# Garmin Striker PLUS 7CV oder  7SV ???



## Naish82 (1. Dezember 2018)

Moin Leute...

Nachdem ich mich anfänglich in den Thread von Tigerclaw mit eingeklinkt hatte, (da wir scheinbar nach ähnlichen Geräten suchen) wird es vermutlich langsam zu speziell um seinen Thread mit meinen Fragen vollzuspammen.

Nach mehreren Telefonaten mit dem echolotzentrum hatte ich für meine Bedürfnisse (gr. Plöner See, Raubfisch vom Boot, hauptsächlich Strukturen erkennen, speichern und Mappen (quickdraw), Hotspots markieren etc) eigentlich das 7CV auserkoren.
Quickdraw kartenaustausch ist über Active Captain App auch möglich. (Deswegen das 7 und nicht das 5, da dass 7er wlan Verbindung aufbauen kann)

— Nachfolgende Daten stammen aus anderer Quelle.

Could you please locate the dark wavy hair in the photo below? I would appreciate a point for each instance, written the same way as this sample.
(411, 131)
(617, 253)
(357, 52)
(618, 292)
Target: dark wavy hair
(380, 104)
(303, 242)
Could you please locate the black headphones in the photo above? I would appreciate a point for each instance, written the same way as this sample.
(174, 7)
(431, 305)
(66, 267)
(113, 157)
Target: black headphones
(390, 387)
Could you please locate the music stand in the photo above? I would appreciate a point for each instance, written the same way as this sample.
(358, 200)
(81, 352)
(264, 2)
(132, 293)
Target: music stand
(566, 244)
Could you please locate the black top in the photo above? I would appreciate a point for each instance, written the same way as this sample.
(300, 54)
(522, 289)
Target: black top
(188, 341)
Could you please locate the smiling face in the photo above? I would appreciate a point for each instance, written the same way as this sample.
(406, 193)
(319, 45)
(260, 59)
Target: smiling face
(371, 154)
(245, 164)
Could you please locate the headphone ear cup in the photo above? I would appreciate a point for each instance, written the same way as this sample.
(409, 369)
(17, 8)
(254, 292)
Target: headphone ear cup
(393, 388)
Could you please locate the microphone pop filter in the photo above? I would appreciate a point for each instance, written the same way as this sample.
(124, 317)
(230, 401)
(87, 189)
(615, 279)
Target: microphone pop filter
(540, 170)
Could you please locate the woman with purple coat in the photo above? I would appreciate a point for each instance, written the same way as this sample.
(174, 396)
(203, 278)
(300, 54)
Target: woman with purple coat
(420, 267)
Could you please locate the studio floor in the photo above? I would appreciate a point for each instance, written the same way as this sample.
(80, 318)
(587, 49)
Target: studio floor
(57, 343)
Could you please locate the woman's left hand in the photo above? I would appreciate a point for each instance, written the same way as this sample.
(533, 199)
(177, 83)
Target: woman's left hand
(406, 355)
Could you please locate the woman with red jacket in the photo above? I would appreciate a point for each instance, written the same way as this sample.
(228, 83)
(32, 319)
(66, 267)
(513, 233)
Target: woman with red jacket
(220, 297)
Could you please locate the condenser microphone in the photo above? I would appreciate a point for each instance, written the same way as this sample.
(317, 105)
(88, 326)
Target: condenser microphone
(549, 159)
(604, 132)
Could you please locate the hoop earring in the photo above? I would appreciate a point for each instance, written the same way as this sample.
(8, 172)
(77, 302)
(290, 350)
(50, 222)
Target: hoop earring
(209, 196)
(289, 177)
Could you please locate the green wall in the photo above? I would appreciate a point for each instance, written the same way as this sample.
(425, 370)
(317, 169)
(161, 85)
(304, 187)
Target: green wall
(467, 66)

Nun kommt das 7CV jedoch „nur“ mit dem GT20 Geber. 
Der GT22 Geber hätte eine weitere Frequenzspanne und somit ein besseres Bild (chirp)
Leider kommen die Geräte in den bundles und man kann nicht einfach ein 7CV mit dem gt22 bestellen.

Jetzt hat mir der Garmin-Crack vom EZ den Floh ins Ohr gesetzt, anstatt das 7CV zu nehmen und ggf. den Geber zu tauschen, das 7SV (Sidescan, Kegel je nach tiefe bis ca 30m breite!!) zu nehmen, welches standardmäßig mit dem GT52 Geber kommt. 

Laut seiner Aussage ist die Zusätzliche Sidescan Funktion die 90,-€ Mehrpreis definitiv wert.

Dass möchte ich gerne glauben, ich möchte auch nicht an den 90€ sparen und mich ggf nach einer Saison ärgern dass ich nicht auf ihn gehört habe,
Andererseits hab ich bisher auch ganz ohne echolot ganz gut gefangen und sehe das ganze eher als zusätzliches gimmick...

Gibt es hier vielleicht (Garmin-) User, die beide Geräte (bzw. Geber) kennen (oder down- Bzw Sidescan Funktionen von Mitbewerbern kennen)und ihre Sichtweise der Dinge Preis geben würden?
Schockt Sidescan so sehr? 
Ist bestimmt schon gut zu sehen, wenn 10-15m neben dem Boot in voller Wurfdistanz die Post abgeht...
Oder sieht man da in der praxis garnicht so viel?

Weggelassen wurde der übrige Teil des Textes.